Would she do anything differently if her solo album reached the commercial heights of Belly's first album, Star(Sire/Warner Bros.)?

"I wouldn't drink as much this time. After Star there was a celebration that went on for a year and a half."

TONE-COOL PARTY

Tone-Cool Records started out as the most modest of local labels, when singer/harmonica player Richard "Rosy" Rosenblatt wanted to put out an album by his own group, the 11th Hour Band. For its first six years, the label averaged just one album a year. But Tone-Cool had a breakthrough of sorts in 1991, when it released the popular Boston Blues Blast anthology, and it's grown into one of the city's leading blues labels, with Rounder distribution and a roster including crowd pleasers the Love Dogs, Paul Rishell and Annie Rains, Monster Mike Welch, David Maxwell, Kid Bangham, and Susan Tedeschi (the last three will all make their label debuts next year). And the label had both a packed house and a packed stage for its 11th-anniversary show at the House of Blues back on November 11.

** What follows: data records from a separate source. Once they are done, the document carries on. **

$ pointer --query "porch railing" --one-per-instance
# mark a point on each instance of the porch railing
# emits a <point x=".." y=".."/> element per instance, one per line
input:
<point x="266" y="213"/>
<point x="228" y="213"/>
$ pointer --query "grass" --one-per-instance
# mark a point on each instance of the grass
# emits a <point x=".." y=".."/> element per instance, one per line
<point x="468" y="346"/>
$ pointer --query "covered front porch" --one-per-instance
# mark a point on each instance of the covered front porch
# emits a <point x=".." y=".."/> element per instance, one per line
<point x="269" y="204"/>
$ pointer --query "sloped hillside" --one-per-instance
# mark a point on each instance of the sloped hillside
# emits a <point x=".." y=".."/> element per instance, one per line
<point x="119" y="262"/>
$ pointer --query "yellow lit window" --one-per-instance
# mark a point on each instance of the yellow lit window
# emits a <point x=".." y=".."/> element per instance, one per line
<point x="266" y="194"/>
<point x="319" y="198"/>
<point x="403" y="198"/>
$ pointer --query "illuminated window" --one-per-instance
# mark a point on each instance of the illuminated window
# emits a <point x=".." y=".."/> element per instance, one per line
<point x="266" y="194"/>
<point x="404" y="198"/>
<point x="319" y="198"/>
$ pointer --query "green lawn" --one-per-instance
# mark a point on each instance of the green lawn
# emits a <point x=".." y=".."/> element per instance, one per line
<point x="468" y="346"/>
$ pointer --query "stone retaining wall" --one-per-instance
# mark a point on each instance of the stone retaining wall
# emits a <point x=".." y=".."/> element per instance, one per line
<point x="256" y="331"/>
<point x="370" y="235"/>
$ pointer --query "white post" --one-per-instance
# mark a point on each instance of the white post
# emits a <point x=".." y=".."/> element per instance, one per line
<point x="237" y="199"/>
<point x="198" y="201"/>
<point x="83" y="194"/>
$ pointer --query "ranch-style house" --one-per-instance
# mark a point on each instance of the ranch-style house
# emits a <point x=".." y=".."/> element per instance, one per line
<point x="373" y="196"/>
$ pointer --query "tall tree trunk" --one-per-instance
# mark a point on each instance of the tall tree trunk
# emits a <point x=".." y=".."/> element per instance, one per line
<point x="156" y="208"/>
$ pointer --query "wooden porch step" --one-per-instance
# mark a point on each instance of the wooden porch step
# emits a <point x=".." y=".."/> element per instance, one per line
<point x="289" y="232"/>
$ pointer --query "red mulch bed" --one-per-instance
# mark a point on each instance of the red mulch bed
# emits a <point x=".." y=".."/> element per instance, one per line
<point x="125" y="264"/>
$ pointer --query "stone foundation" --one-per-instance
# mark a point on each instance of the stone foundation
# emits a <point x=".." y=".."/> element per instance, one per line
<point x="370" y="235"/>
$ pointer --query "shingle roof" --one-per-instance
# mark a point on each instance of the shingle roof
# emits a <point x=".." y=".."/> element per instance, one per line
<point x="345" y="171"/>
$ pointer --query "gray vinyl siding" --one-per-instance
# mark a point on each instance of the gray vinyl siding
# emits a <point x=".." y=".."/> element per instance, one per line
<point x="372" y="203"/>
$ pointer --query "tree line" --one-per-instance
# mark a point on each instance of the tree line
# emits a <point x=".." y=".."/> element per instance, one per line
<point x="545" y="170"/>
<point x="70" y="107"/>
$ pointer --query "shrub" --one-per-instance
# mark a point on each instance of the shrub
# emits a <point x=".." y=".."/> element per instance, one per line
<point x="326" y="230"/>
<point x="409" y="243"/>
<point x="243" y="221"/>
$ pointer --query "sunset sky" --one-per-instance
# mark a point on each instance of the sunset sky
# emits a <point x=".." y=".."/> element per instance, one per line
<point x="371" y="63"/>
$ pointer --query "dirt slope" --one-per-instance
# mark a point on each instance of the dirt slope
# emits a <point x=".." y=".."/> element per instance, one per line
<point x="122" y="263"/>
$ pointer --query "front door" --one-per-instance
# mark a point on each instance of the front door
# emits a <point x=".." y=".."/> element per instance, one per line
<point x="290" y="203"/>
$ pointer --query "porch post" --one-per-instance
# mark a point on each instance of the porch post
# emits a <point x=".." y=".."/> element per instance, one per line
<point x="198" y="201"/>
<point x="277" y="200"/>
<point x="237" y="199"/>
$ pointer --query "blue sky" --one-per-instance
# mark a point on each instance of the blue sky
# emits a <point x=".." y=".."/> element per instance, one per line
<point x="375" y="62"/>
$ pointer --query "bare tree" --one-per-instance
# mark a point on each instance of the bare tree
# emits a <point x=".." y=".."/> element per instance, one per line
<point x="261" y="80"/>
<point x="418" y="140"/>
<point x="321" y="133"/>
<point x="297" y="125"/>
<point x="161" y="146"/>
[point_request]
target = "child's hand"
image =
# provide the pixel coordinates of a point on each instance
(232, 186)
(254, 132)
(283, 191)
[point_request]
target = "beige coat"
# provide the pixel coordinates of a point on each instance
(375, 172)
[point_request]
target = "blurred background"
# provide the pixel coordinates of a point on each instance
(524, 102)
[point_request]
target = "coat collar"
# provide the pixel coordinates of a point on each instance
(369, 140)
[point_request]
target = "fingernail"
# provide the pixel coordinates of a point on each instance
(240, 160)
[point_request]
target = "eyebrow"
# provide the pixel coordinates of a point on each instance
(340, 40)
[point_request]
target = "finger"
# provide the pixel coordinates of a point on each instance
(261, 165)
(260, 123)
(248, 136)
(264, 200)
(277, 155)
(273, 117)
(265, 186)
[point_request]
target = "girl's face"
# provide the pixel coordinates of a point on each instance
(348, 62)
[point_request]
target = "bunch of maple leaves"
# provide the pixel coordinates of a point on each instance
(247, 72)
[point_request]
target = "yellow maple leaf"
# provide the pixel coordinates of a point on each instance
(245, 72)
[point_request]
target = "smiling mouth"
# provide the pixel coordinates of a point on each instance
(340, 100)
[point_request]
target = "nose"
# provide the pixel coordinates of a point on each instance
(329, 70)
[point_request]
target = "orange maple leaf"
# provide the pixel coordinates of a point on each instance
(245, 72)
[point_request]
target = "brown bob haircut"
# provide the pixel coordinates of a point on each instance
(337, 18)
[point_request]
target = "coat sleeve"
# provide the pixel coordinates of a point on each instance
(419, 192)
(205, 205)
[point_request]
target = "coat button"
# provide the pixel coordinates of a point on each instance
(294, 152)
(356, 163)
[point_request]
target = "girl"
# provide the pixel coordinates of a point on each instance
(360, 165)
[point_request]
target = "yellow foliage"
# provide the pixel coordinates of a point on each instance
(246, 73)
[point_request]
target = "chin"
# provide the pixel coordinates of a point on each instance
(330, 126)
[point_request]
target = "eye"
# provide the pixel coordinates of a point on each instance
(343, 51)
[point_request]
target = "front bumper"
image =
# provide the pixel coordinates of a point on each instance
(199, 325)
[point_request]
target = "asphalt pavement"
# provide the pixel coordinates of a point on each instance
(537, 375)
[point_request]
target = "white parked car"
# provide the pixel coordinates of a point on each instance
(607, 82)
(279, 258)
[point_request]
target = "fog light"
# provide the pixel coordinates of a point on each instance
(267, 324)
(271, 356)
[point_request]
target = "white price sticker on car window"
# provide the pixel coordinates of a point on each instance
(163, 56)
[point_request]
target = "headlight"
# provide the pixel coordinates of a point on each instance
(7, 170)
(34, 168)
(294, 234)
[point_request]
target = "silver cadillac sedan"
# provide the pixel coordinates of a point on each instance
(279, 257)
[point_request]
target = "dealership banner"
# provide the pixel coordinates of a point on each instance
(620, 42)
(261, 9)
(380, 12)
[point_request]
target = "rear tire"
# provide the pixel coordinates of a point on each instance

Nearly everyone who's ever recorded for Tone-Cool showed up to play, including eternal bar blaster James Montgomery, early signing T Blade & the Esquires (fronted by Steve Berkowitz, in real life an A&R honcho at Columbia/Sony), and Ronnie Earl (who's signed to Rounder on his own but has played on Tone-Cool albums by Paul Rishell and Maxwell). Also appearing, to do an uncharacteristic B.B. King cover, was Dennis Brennan, whose old band Push Push was the label's only non-blues act ("We were their failed pop experiment," he said with a laugh beforehand). And Rosenblatt took a break from frantic stage-managing to play an opening set with the 11th Hour Band, who've been together on and off for 15 years now and who embody the sweaty late-night groove that's Tone-Cool's signature sound.

RIP: WENDY WILD

During the mid-'80s peak of Boston's garage-rock scene, New Yorkers the Mad Violets were frequent visitors to the Rat, playing with locals like the Prime Movers and the Lyres. Their dyed-in-the-wool psychedelia was always spiked by frontwoman Wendy Wild, who could often be found tripping and hanging from the ceiling pipes by her heels as she sang. A remarkably free spirit, Wendy had previously been in the cult girl group Pulsallama and was also a member of punk-polka outfit Das Furlines. More recently, she'd been known for her performance art in the downtown Manhattan scene. She recently died after a long battle with breast cancer.